Surveillance footage that captured the first images of the fire, Haney said, failed to show the spark that actually started it—meaning the time and place remained unproven.

The defense also called witnesses who heard fireworks in the area around midnight, just before investigators believe the fire started, and suggested a more likely fireworks origin theory was hastily discarded.

Jurors were left to contend with competing narratives.

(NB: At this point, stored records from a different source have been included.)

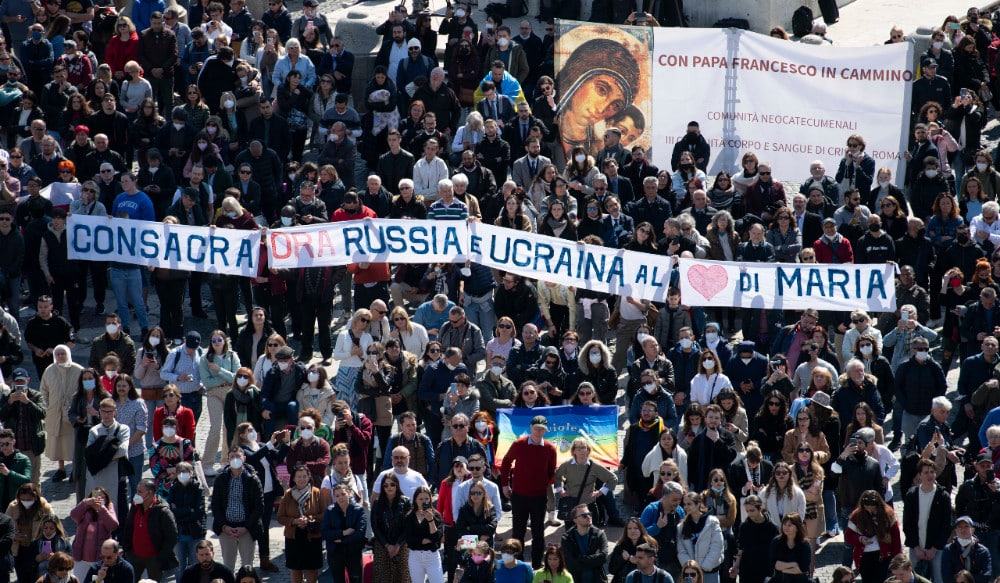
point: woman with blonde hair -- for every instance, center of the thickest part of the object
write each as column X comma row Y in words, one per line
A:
column 350, row 352
column 411, row 335
column 782, row 496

In one, Rinderknecht was an angry, socially isolated young man whose demons led him to set a fire in a place that symbolized an abstracted villain—the “rich and powerful.”

In the other, he was a convenient scapegoat, trapped in a corrupted investigation desperate to pin the blame on someone.

Technical experts for both sides disputed the government’s investigative process, and whether Rinderknecht’s behavior and state of mind, as captured in thousands of ChatGPT prompts and internet searches, interactions with strangers and acquaintances, were relevant to whether or not he lit the fire.

Haney said prosecutors offered fragments of data “dressed up as proof,” cherrypicked to turn the jury against him.

“When the government can’t prove what a man did, they go to work on who he is,” Haney said. “They get to work on him so you don’t like him.”

Prosecutors told the jury it was the totality of the evidence—and that fact that the defendant had motive, means and opportunity—that should lead them to a “guilty” verdict.

This is a developing news story and will be updated.